Eine Kernfrage ist jetzt: Wie teuer wird das Ticket? Heute kostet das Bedürftigen-Abo für Busse und Bahnen noch 15 Euro. 27,50 Euro scheinen für die Genossen „denkbar”. Das wäre eine Erhöhung von über 80 Prozent. Mit diesem Satz rangiere Dortmund immer noch unter allen anderen Anbietern. Zum Vergleich: In Köln liegt das Sozialticket bei 28,40 Euro, Mainz ruft runde 50 Euro dafür auf.

Die Grünen halten sich mit Preisvorstellungen zurück. Fraktionschef Mario Krüger lässt aber durchblicken, dass ihm das ein bisschen hoch gegriffen scheint – angesichts blendender Geschäfte bei den Stadtwerken.
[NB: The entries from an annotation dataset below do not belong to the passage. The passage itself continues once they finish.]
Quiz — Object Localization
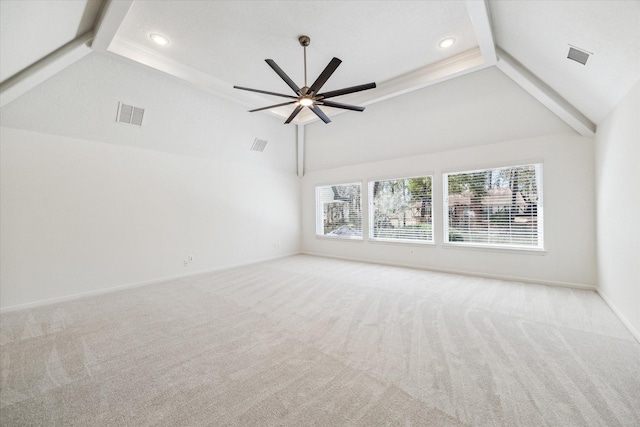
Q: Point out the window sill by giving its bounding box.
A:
[316,234,364,242]
[442,242,547,255]
[367,237,435,246]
Nachts, wenn Dortmund schläft, träumt Ernst Prüsse schon mal von Düsseldorf. „Dass der Herr Rüttgers ein landesweites NRW-Sozialticket auflegt, von dem alle profitieren”, stellt sich der SPD-Rathausboss dann vor. Bis die CDU-Mehrheiten im Landtag und in der VRR-Verbandsversammlung kommen und - plöpp! - die Seifenblase zerstechen.

„Eine verbundweite Lösung, das wäre es”, meint auch Parteichef Franz-Josef Drabig - und ahnt, dass dieses Wunschkonzert kaum gespielt wird. „So hängen Bezug und Preis des Tickets leider davon ab, wo man wohnt.” Dortmund müsse das Ticket aus eigener Kraft stemmen.
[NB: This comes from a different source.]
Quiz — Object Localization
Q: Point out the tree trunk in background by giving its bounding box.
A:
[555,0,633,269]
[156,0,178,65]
„Völlig überrascht” zeigt sich die SPD-Spitze von Gerüchten über ein Auslaufen des Sozialtickets im Januar 2010. „Wir halten daran fest”, beteuert Prüsse, „da können sich alle drauf verlassen.” Der 2008 gestartete Modellversuch habe „einen Meilenstein in der Sozialpolitik gesetzt”. 60 000 sozial schwache Menschen bekämen „Mobilität für ganz kleines Geld”. Billige Fahrten für Bedürftige müssten auch in Zukunft „selbstverständlich” sein. Daran dürfe niemand rütteln.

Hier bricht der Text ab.